February 11 News: The White House led a new round of consultations with representatives from the cryptocurrency and banking industries regarding the stablecoin provisions in the Market Structure Bill. Participants generally described the meeting as “productive,” but no consensus was reached on the core disagreements.
Ripple Chief Legal Officer Stuart Alderoty posted on X that both sides are trying to find room for compromise, and both parties remain optimistic about legislation on crypto market structure. He emphasized that this is a critical window for advancing the implementation of the US crypto regulatory framework.
Congress aims to pass a bill that clearly defines the responsibilities and boundaries of US regulators over the digital asset market. The House previously passed the CLARITY Act, but progress stalled in the Senate Banking Committee due to lack of bipartisan support. Last month, major industry lobbyists and the largest US compliant CEX withdrew support over a clause in the bill that bans stablecoins from paying yields to holders, further pressuring the legislative process.
Banking groups believe that third-party platforms offering yields to stablecoin users could undermine bank deposits and pose risks to financial stability. Therefore, they advocate for including a comprehensive “prohibition on yields and interest” in the bill. The crypto industry, however, argues that such restrictions could stifle innovation and weaken the competitiveness of stablecoins in cross-border payments and fund management.

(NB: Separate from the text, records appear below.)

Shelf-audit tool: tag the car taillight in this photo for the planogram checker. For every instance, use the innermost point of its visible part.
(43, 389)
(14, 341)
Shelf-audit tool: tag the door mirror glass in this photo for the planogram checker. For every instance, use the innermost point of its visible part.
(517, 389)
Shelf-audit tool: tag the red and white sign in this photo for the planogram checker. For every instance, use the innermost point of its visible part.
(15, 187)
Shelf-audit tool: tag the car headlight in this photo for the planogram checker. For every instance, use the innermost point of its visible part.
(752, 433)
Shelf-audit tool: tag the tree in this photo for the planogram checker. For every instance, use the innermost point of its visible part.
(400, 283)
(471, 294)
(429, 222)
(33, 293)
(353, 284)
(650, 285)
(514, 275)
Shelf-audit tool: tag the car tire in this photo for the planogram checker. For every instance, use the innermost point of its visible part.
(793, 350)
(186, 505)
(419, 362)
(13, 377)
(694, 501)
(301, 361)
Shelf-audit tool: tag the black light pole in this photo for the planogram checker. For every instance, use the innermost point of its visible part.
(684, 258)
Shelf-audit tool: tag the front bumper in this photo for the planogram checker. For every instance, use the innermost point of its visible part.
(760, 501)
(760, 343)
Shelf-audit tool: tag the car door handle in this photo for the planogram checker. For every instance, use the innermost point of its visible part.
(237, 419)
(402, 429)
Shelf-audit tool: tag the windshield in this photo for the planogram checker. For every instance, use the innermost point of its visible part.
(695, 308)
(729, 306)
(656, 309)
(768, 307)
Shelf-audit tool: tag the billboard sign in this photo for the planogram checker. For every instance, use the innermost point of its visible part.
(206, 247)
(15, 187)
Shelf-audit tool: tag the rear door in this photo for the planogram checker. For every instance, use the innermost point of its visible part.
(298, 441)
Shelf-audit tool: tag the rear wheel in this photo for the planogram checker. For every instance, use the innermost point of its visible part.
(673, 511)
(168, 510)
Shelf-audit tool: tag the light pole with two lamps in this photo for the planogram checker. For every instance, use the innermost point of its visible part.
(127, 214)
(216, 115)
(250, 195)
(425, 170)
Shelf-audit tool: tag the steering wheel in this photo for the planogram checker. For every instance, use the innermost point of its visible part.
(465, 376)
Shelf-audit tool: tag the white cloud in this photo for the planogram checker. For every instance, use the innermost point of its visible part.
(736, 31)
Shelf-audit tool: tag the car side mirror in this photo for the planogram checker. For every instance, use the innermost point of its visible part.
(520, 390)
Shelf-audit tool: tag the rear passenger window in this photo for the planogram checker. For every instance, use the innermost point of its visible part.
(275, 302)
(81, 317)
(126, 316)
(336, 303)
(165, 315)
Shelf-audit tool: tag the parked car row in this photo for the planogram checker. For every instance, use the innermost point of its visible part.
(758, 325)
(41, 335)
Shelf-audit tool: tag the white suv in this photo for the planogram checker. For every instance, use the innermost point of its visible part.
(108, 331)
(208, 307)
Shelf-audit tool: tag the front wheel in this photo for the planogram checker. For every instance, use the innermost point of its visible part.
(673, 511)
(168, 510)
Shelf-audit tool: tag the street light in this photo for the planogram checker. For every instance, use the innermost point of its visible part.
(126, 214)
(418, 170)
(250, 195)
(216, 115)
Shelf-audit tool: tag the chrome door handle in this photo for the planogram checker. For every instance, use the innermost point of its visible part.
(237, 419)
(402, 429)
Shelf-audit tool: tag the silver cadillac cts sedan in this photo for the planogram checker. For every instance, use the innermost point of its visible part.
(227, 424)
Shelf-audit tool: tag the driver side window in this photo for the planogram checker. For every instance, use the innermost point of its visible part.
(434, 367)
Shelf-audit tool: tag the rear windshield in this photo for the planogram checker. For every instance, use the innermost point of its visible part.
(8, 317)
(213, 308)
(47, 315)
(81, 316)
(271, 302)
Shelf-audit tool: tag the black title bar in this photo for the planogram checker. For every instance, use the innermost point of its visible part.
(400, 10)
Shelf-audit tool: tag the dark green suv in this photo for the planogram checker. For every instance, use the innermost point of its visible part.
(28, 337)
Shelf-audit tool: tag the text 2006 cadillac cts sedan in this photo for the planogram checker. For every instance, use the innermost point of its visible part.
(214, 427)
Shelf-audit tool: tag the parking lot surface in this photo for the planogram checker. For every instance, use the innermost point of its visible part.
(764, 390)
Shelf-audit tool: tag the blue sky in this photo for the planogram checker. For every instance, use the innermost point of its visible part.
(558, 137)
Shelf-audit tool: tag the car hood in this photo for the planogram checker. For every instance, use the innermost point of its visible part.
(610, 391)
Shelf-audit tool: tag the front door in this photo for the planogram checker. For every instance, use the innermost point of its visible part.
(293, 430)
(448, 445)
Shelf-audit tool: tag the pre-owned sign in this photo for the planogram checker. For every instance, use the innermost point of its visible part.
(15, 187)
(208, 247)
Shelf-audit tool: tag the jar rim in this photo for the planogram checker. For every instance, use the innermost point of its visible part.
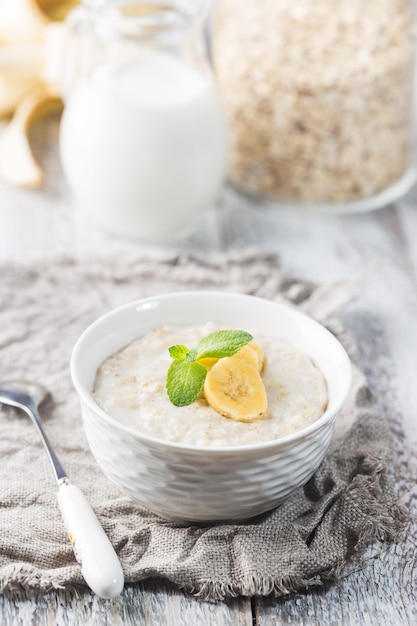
(148, 14)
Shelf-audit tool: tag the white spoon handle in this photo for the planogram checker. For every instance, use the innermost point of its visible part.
(100, 566)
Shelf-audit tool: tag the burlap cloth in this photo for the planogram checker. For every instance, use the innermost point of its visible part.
(311, 538)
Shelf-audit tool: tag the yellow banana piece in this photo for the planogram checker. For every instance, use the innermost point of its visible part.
(234, 388)
(18, 166)
(208, 362)
(252, 353)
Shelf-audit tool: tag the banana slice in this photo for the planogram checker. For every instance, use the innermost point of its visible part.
(252, 354)
(234, 388)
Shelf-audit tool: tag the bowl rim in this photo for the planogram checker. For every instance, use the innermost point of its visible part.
(87, 398)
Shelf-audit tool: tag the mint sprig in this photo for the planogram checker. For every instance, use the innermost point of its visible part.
(185, 378)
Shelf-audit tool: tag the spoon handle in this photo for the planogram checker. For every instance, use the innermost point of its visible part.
(100, 566)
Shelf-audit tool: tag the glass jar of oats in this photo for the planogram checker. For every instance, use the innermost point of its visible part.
(319, 97)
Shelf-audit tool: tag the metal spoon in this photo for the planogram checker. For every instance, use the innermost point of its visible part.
(93, 551)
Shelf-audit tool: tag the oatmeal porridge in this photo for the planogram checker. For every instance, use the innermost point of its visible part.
(130, 386)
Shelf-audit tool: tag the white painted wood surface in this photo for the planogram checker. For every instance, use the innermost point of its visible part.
(377, 251)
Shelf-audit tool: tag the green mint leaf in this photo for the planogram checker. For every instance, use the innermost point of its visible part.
(222, 343)
(179, 352)
(185, 381)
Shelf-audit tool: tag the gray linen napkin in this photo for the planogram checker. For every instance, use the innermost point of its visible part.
(312, 537)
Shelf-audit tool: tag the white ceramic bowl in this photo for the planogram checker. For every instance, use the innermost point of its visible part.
(199, 484)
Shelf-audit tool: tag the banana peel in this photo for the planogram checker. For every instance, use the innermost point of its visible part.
(26, 89)
(18, 166)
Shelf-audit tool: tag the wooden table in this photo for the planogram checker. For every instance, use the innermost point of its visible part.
(375, 250)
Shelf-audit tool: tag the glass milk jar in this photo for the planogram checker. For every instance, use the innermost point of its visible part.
(143, 136)
(319, 95)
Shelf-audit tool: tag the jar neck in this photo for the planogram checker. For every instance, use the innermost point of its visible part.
(130, 17)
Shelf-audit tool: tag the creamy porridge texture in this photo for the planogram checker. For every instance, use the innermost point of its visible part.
(130, 387)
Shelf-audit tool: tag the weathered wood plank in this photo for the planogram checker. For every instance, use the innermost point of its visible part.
(151, 603)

This is the second meeting between the two sides at the White House within two weeks. Dan Spuller from the Blockchain Association said the meeting was smaller and more focused, but the issue of stablecoin reward mechanisms remains the biggest point of disagreement. Meanwhile, three major industry organizations, including the American Bankers Association, issued a joint statement emphasizing the need for ongoing dialogue to balance innovation and security.
Mike Belshe, CEO of BitGo, called for an end to the old disputes surrounding the GENIUS Act and urged the swift progress of market structure legislation. He believes that the issue of stablecoin yields should no longer hinder the development of the entire crypto regulatory framework.
Industry experts generally agree that the direction of stablecoin regulation will profoundly impact the structure of the US crypto market, the pace of institutional participation, and the global digital asset regulatory landscape.